I swear, biking to work makes me a better person.

Yes, I am saving the world one carbon atom a pedal, but that’s just a benefit. After all, I love cars. It’s the day to day interaction with the environment that really brings out a different consciousness.
In a car, my environment of concern is about 90 cubic feet. On my bike, it’s as wide and long as the street. And there are myriad of interactions going on everywhere that I miss when I am speeding by safely enclosed in my car.

One day I pedaled by a house getting a new roof. I barely avoided two roof nails poised to ruin someone’s day. In my car I would have probably never seen them, and possibly hit them. But on my bike I was presented with the opportunity to do something. Maybe it has to do with the fact that my father died last year and is constantly in my head, still leading by example, or that I was raised with a guilty conscience, but I did turn around and pick them up.

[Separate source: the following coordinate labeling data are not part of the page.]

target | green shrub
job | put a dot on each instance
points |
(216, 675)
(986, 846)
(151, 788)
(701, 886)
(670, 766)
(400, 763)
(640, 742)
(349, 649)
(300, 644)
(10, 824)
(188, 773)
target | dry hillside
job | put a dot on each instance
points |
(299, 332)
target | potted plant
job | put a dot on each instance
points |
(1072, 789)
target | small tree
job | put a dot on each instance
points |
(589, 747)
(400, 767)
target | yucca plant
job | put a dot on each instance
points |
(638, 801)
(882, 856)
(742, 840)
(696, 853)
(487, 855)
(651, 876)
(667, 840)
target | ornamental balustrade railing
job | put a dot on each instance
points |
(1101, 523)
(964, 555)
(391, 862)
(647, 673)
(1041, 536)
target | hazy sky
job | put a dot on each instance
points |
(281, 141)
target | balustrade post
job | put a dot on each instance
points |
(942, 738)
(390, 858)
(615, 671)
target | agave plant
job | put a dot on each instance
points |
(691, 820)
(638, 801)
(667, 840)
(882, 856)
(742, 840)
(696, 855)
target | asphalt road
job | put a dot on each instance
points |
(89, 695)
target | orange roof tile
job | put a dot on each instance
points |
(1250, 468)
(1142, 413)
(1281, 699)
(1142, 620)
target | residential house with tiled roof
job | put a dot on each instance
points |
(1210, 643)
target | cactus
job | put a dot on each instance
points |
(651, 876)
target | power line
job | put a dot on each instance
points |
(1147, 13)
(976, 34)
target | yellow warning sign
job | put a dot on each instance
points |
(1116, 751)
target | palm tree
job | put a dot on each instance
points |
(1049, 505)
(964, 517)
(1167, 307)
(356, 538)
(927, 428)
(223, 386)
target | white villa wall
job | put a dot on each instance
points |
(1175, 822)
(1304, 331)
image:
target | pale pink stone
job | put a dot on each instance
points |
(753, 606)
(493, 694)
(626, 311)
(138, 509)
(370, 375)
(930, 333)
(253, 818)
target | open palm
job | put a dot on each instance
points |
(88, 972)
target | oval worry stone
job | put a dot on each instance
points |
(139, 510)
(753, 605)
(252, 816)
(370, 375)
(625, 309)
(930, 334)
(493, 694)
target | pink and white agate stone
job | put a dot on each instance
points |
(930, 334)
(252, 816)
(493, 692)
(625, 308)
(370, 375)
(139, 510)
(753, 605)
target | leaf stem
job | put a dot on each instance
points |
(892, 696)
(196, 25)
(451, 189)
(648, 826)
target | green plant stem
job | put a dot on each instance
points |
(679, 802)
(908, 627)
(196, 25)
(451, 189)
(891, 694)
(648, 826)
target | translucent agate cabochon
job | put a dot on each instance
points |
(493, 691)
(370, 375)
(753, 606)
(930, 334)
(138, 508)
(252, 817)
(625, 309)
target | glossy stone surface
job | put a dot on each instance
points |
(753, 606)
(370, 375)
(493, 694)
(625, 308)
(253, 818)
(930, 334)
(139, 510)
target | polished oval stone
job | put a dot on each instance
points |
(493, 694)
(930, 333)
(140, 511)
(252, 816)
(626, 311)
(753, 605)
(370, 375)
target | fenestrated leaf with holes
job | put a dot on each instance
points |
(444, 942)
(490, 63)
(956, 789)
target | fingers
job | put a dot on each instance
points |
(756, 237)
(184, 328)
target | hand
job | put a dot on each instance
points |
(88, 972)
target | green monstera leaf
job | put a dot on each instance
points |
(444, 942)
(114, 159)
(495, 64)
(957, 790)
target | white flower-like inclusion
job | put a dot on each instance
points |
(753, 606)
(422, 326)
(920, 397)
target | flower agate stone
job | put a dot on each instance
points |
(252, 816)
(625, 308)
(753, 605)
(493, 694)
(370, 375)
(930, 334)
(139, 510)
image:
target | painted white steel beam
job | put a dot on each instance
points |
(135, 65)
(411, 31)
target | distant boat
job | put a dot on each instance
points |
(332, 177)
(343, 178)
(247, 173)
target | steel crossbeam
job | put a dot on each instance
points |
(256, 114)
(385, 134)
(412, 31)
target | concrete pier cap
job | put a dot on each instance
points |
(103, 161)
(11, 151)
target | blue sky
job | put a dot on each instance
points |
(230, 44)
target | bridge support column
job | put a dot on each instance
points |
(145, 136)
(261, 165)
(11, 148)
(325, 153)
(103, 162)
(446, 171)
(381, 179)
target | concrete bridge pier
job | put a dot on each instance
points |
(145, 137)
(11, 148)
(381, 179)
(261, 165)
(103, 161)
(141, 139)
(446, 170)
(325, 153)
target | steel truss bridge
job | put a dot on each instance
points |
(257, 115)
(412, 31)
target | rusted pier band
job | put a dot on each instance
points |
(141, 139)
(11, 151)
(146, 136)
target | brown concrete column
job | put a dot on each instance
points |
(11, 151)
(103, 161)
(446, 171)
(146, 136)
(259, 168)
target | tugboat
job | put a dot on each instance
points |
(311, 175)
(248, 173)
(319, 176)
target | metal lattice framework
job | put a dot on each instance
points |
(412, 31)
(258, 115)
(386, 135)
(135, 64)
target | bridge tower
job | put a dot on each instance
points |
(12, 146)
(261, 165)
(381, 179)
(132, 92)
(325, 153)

Couple days later I pedaled by a car with the hood up. There was a woman standing there with two young children running around on the sidewalk next to her. In my car I am sure I would have just sped by in ignorance (and maybe a bit of apathy). But on my bike, I looked her in the eye and saw her dismay. I pedaled about a half block before deciding to turn back. She thanked me, said she had called her husband and he was on his way.

But the big one came a few days later. I was on my way home as a late afternoon thunderstorm was blowing in. I had my head down against the sand and grit as I crossed a street. When I got across the street, I looked up and there was a parked car right in front of me. I swerved, but my handlebar caught on the roof and the entire bike lifted up as I screeched across the top of the brand new Audi. I recovered and swung around to access the damage. About a yard’s length of paint gone down to the metal. It started to rain. I didn’t have anything to write on. I knocked on the door of the house the car was in front of but no one was home. I rationalized that I ride this way most every day, I’ll deal with it later.

Of course the car wasn’t there the next day. Or the next. Or the next week. But I kept thinking about it because I think a lot when I am on my bike. I thought about how I would feel if I found a gouge in my car that no one took responsibility for. And I thought about how my dad would handle it. So I went back to the house and knocked again. An elderly lady said her car is always in her garage, but that people from the office behind her always park on her street. So I rode around the office parking lot but didn’t see the car.

I was a bit relieved. I convinced myself that I had done all I could do to track it down. The car was gone and the ordeal was over. But the next day I found myself at the front desk of the office leaving my name in case anyone with a blue Audi reported some vandalism.

I was so proud that I had gone the extra effort. And after two weeks when no one called, I was very relieved. The ordeal was over. But the next day something made me pedal past the office parking lot again, and there it was. Shit.

I wrote a note, then tore it up. I wrote it again and stuck it on the car. “I am the one who scratched your car a month ago.” Couple days later the guy called and thanked me for being honest. He was a bit confused, and didn’t know what to do. “I’ll call you back.” he said.

Now, I know I have been in my car and bumped another car in a parking lot before, but for some reason it seems ok to let that go, I don’t know why. I don’t always tip the cashier at Starbucks. I don’t volunteer or support any charity to speak of. I swear a lot. But on my short commute to and from work on my bike, I feel like real swell guy.